NIBP may not always be as accurate as IBP measurement but these cannot be taken without vital indications on the subject. More-advanced probe technology could increase the sensitivity to beat-to-beat BP variability of the cardiac pulses, especially in patients with lots of fat tissue that suppresses the propagation of pressure pulses. Moreover, poor attachment of the acceleration sensor may result as an unclear signal response. Therefore, improvements for the attachment method of the sensor, especially in neck, still have to be done.

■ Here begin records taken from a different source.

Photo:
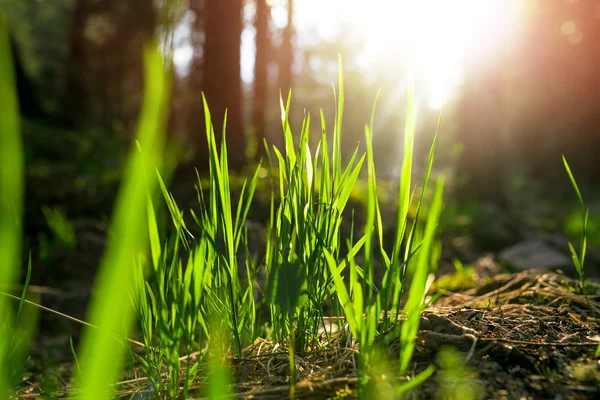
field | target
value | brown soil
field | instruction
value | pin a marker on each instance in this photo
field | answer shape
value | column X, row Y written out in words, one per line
column 521, row 336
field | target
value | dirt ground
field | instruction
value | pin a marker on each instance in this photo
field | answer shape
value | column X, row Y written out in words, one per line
column 520, row 336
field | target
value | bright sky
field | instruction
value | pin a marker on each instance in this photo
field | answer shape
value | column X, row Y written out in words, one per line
column 434, row 37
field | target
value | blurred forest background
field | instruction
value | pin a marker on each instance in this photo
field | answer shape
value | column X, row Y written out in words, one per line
column 523, row 90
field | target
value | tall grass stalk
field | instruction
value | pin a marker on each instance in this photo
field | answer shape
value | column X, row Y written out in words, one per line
column 579, row 258
column 11, row 200
column 101, row 354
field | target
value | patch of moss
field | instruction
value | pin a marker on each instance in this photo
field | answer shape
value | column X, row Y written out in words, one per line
column 587, row 373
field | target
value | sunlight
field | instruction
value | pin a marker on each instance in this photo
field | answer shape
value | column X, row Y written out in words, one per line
column 434, row 38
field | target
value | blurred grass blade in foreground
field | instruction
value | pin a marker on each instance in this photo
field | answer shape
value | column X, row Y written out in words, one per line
column 101, row 355
column 11, row 199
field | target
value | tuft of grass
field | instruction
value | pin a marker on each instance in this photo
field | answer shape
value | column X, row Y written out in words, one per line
column 101, row 350
column 192, row 292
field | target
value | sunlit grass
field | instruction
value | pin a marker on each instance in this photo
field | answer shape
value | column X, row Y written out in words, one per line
column 11, row 205
column 191, row 293
column 102, row 349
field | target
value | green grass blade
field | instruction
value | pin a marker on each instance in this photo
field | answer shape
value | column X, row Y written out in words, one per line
column 573, row 182
column 101, row 354
column 405, row 174
column 11, row 193
column 416, row 294
column 25, row 287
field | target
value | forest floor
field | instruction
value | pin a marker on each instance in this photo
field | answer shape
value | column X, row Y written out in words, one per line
column 521, row 334
column 524, row 335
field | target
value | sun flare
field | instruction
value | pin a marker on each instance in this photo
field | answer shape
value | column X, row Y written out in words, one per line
column 434, row 38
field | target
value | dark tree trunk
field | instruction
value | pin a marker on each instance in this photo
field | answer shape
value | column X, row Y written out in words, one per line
column 221, row 80
column 286, row 53
column 105, row 78
column 263, row 53
column 29, row 106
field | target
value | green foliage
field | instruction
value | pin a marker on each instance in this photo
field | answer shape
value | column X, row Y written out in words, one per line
column 11, row 209
column 102, row 352
column 190, row 292
column 579, row 258
column 455, row 380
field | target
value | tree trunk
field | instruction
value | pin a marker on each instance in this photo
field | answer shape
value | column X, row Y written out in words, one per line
column 286, row 53
column 221, row 81
column 263, row 53
column 105, row 79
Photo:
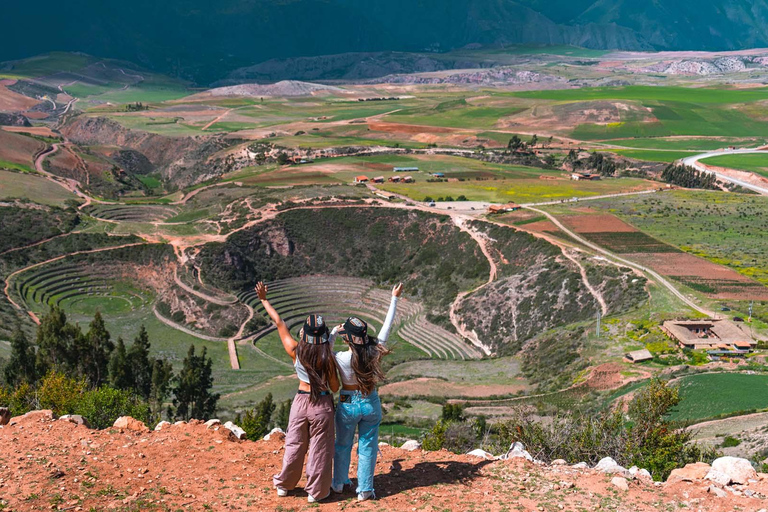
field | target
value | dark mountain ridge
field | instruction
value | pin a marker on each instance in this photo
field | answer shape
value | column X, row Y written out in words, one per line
column 204, row 41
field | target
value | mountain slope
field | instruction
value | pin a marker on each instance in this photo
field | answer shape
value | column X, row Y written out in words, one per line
column 205, row 40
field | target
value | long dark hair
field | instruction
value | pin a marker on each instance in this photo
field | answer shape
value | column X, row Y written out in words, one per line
column 366, row 362
column 320, row 364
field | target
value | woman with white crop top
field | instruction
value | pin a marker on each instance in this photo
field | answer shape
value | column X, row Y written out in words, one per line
column 311, row 423
column 359, row 406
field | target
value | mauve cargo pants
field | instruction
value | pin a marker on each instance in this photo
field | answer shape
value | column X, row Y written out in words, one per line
column 310, row 427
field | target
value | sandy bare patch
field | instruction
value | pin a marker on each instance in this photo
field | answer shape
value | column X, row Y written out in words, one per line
column 597, row 224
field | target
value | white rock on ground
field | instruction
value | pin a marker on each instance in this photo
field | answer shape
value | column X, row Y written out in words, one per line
column 739, row 470
column 517, row 451
column 482, row 454
column 609, row 466
column 411, row 445
column 273, row 431
column 239, row 433
column 717, row 491
column 717, row 477
column 620, row 482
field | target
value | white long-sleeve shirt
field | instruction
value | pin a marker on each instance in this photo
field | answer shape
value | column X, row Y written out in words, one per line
column 344, row 358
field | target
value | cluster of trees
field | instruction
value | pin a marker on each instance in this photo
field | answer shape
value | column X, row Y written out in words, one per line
column 260, row 420
column 688, row 177
column 644, row 437
column 597, row 162
column 103, row 375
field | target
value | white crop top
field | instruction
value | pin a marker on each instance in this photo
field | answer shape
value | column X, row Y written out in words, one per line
column 344, row 359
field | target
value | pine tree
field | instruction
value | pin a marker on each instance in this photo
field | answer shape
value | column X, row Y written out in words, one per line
column 21, row 367
column 57, row 342
column 94, row 350
column 162, row 376
column 120, row 371
column 256, row 422
column 193, row 398
column 141, row 365
column 283, row 414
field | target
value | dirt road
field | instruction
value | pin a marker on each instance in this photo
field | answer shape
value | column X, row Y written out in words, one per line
column 656, row 276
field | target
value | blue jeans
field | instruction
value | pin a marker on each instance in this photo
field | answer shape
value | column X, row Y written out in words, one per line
column 364, row 413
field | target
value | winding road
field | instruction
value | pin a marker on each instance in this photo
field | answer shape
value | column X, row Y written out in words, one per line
column 656, row 276
column 694, row 161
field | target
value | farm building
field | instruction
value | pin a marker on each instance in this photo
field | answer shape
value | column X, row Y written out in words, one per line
column 578, row 176
column 638, row 356
column 708, row 334
column 503, row 208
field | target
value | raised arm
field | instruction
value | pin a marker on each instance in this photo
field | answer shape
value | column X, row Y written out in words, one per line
column 384, row 334
column 289, row 344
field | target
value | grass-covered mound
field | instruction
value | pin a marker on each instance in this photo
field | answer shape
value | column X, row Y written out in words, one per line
column 427, row 252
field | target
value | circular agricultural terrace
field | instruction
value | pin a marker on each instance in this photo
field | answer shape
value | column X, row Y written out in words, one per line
column 336, row 298
column 131, row 213
column 80, row 289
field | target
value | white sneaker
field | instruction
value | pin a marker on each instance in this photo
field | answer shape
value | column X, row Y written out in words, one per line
column 366, row 495
column 312, row 499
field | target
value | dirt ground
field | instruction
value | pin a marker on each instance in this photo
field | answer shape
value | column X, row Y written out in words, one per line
column 596, row 224
column 424, row 386
column 57, row 465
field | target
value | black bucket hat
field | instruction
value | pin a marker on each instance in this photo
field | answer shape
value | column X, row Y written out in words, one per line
column 355, row 331
column 314, row 332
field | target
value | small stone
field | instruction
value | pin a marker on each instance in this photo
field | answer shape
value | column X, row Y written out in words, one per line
column 717, row 491
column 411, row 445
column 620, row 482
column 718, row 477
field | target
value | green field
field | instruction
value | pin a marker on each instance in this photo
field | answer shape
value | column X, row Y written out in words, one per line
column 14, row 185
column 752, row 162
column 653, row 155
column 709, row 395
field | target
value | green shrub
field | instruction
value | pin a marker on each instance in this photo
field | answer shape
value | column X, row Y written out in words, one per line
column 102, row 406
column 435, row 438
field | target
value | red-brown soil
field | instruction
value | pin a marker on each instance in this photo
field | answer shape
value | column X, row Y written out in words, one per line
column 728, row 283
column 18, row 149
column 56, row 465
column 407, row 128
column 424, row 386
column 43, row 131
column 596, row 224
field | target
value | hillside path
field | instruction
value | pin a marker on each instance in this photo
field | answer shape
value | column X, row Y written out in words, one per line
column 661, row 280
column 693, row 161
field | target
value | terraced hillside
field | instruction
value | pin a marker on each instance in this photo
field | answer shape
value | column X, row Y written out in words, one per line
column 126, row 213
column 339, row 297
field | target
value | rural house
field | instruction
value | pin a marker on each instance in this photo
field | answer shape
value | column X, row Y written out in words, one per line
column 709, row 334
column 638, row 356
column 503, row 208
column 577, row 176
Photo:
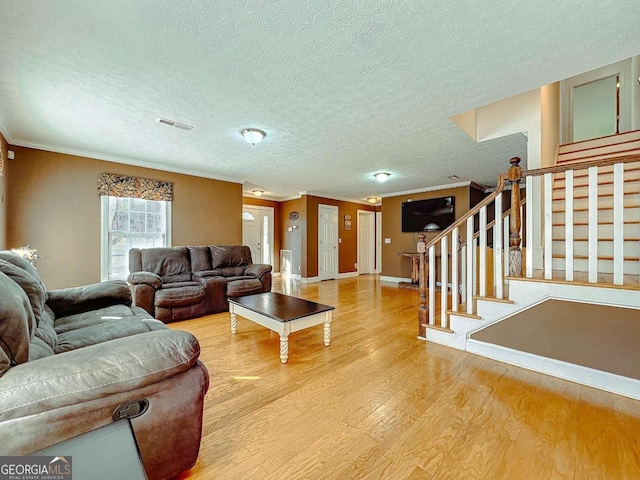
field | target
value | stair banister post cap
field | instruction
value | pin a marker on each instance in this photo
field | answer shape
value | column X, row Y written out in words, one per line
column 515, row 172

BOLD signal is influenced by metabolic, electrophysiological, and vasomotor fluctuations (Kiviniemi, 2008). Hepta-scan concept allows us to measure vasomotor and electrophysiological fluctuations but a missing issue is the lack of metabolism. Vern and coworkers (1997) and Obrig and associates (2000) have shown that metabolic oscillations exist in brain but their measurement is still demanding and currently we have not been able to measure those. Via international collaboration we may be able to get more advanced signal separation of metabolic substrates from the NIRS data. Metabolic oscillations might explain some of the temporal dynamics of intermodal correlations. The multimodal data itself can be used to further de-noise the MREG signal. For example, NIRS data are used for verification of BOLD signals from the brain cortex and for removal of cardio-respiratory signals from MREG data for more accurate analysis of neurophysiological events.
Conclusions
Critically sampled multimodal brain imaging is feasible and offers unpresented information on the contributions of physiological signal sources on neuroimaging signals. The results supported the hypothesis that low-frequency fluctuations reflect the simultaneous activity of several physiological fluctuations. Optimized electrophysiological DC-EEG signal has highest correlation to the measured MREG BOLD signal from DMNvmpf. Frontal HbO/Hb levels and central vasomotor waves also correlate with default mode network. High sampling rate of the data revealed strong temporal variability in correlation between measurements. Focusing on VLF power <0.1 Hz increases the correlation of most measurements significantly, suggesting a common source of VLF variability.
Footnotes
Acknowledgments
The authors would like to extend their warmest thanks to M.Sc.(Tech) student Aleksandra Zienkiewicz (Gdansk University of Technology) for her assistance in NIBP data analysis. The SalWe Research Program for Mind and Body (Tekes—the Finnish Funding Agency for Technology and Innovation, Grant No. 1104/10), Chinese NFSC number 81020108022 grant, Academy of Finland grants 111711 and 123772, and Instrumentarium Science Foundation grants are cordially acknowledged.
Author Disclosure Statement
No competing financial interests exist.